Per sradicare un sistema, tuttavia, occorreva molto più di un processo ai singoli. Bisognava scardinare realmente il principio del finanziamento illecito ai partiti, trasformandone la natura stessa, ossia quella di associazioni clientelari che tenevano insieme il potere particolaristico e quello statale. L'unico modo di agire correttamente era quello di aprire efficacemente il mercato ad un maggior numero di soggetti economici, evitando la concentrazione di potere nelle mani di un'oligarchia di magnati.

Ciononostante, sarebbe parimenti ingeneroso non riconoscere i meriti che ebbero gli istituti di governo pubblico nella gestione dello sviluppo economico e del capitalismo italiano.

L'errore dei magistrati fu l'arroganza con cui si scagliarono contro un sistema vecchio, indubbiamente malato, e che è stato colpito semplicemente perché, dagli anni Settanta-Ottanta, stava cessando di funzionare.
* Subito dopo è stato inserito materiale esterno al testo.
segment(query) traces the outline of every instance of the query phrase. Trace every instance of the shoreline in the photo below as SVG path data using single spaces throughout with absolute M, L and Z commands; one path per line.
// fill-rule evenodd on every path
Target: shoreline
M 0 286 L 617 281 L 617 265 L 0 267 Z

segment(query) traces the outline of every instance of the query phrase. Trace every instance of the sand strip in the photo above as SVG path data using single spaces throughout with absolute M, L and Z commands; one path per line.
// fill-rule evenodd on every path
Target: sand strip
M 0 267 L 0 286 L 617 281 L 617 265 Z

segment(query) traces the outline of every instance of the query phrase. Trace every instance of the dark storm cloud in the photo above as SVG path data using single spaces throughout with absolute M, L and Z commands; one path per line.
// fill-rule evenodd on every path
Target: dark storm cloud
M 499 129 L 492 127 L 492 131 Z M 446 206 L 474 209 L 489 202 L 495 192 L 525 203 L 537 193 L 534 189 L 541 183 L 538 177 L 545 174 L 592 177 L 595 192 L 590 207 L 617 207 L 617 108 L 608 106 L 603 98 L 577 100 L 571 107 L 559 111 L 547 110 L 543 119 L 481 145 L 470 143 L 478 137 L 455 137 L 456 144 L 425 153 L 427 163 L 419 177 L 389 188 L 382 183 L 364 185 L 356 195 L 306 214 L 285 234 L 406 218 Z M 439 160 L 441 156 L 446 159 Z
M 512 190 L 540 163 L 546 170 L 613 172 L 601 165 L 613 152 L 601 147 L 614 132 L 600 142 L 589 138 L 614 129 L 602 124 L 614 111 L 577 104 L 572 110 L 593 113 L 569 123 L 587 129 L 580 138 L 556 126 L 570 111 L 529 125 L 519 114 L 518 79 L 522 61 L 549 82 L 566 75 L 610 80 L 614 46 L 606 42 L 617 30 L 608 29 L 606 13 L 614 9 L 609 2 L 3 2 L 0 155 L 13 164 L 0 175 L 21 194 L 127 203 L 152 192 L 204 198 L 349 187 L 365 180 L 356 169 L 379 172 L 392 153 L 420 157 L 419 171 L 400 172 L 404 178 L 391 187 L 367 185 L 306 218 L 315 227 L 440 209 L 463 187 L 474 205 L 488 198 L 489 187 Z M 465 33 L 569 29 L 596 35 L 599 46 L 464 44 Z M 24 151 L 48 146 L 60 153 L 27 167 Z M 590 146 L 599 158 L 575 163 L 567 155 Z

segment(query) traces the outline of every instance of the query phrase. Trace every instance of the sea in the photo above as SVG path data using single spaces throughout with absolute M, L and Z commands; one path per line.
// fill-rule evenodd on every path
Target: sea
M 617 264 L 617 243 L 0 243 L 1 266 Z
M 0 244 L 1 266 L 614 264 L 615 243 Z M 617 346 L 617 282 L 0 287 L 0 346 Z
Al posto dei partiti della Prima Repubblica sono subentrati quelli della Seconda e, ora, della Terza, sfamando altresì un po' di bocche e facendo campare molti somari che si sono riempiti le tasche con la retorica dell'onestà. La rivoluzione liberale, promessa da Mani Pulite, non è mai avvenuta. E' vero, la partitocrazia è morta, non ha più il potere di una volta, ma nuovi fantasmi si aggirano nelle stanze del potere: i togati che gestiscono nomine mentre fanno il bello ed il cattivo tempo.